Düsseldorf. Einer schlanken, jungen Frau stehen die Haare zu Berge. Ihr schaudert, ihre rechte Hand ist vor Angst und Schrecken gespreizt. Trotzdem zieht sie einen Totenschädel an ihr Kinn, als wollte sie ihn gleich küssen. Was für eine Liebe muss das gewesen sein, über den Tod hinaus!

Ein paar Schritte von dieser Zeichnung im museum kunst palast entfernt hängt ein Boxsack an einer Kordel. Ein Kopf baumelt aus diesem Sack heraus, als sei er gerade erwürgt. Derlei ungewöhnliche Bilder entspringen der Phantasie von Sandra Vasquez de la Horra.

Die in Düsseldorf lebende Künstlerin aus Chile ist eine Ausnahme-Erscheinung, eine geniale Zeichnerin auf dem Sprung in die Welt-Elite.

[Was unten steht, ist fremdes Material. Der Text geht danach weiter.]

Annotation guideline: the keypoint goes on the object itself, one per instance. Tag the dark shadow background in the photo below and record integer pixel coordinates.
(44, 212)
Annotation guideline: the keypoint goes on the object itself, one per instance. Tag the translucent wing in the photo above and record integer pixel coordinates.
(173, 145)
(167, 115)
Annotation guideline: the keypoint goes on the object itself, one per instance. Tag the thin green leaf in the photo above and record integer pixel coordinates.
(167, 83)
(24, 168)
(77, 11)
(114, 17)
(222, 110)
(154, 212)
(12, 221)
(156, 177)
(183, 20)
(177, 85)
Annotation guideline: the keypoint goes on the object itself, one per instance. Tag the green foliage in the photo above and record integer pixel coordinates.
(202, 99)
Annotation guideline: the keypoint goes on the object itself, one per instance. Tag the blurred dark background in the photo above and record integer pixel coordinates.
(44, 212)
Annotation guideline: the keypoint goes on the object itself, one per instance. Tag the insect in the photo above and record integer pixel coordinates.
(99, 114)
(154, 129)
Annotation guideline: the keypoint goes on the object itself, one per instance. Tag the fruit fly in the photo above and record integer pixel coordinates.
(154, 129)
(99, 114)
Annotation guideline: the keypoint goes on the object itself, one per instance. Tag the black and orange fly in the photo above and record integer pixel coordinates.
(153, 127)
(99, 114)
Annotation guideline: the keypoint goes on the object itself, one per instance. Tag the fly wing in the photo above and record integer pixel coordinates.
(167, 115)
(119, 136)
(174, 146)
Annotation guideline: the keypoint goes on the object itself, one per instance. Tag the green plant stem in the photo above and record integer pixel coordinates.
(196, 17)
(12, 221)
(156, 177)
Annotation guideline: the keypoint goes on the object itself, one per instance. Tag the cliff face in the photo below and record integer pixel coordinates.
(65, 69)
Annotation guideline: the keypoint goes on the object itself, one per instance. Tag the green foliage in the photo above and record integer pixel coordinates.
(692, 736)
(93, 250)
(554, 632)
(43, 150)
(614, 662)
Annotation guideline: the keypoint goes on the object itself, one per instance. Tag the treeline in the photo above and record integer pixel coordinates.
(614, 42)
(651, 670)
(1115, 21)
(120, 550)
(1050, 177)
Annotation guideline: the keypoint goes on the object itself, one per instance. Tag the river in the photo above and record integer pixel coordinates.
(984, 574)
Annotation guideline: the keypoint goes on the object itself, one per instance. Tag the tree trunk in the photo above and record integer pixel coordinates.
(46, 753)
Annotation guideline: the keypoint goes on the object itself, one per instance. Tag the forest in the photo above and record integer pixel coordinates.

Ihre Werke zeigen den Übergang vom Traum zum Alptraum, vom Kult zur Kultur, vom Menschen zur Hexe oder zum Teufel.

Ihre Vampire, Zwerge, Geister, Gespenster und Totenköpfe gehen unter die Haut. Dennoch sind es keine Effekt-Hascher, sie haben nichts mit Angsterzeugern der heutigen Spaß-Gesellschaft zu tun. Sie lassen sich weit zurückverfolgen zu den religiösen und folkloristischen Festen, Maskenspielen und Ritualen in de la Horras Heimat.

Die Bilder dieser Künstlerin sind mit einer für uns fremden Magie aufgeladen, die sich nicht beim Defilee an den Bildern abschütteln lässt. Sie haben eine Wirkung wie der Seeigel auf einem ihrer Blätter: Sie saugen sich im Gehirn fest.

"Meine Bilder sind einsam", sagt Sandra Vasquez de la Horra. Sie isoliert die Figuren. Einsam sitzt das Kind auf dem hölzernen Stuhl und ragt nur mit dem Hinterkopf über die Lehne hinaus. Wo mehrere Personen auf den Bildern existieren, gibt es kaum einen Dialog.

Die Alten mit dem Stock stützen sich Rücken an Rücken. Der Marionettenspieler fesselt seine Puppen. Der Kopf, der sich aus dem Bauch der Frau herausgeschoben hat, erlebt die Geburt in die Welt als eine angstvolle Situation. Auf einigen der Bilder haben die Figuren das Verlangen, selbst als ausgewachsene Menschen in den Schoß der Mutter zurückzukehren.

In ihrer Welt der Vampire, Clowns und Verhüllten überleben nur Tiere wie der Fuchs. Er gehört zu jenen Wesen, die "stehend geboren" werden, wie ein chilenisches Sprichwort lautet. Es bedeutet in der Geisteshaltung der Chilenen: Der Fuchs taugt für diese Welt, weil er schlau genug ist, um sich zu verstellen beim Kampf um das Überleben. Er taucht bei ihr immer wieder auf.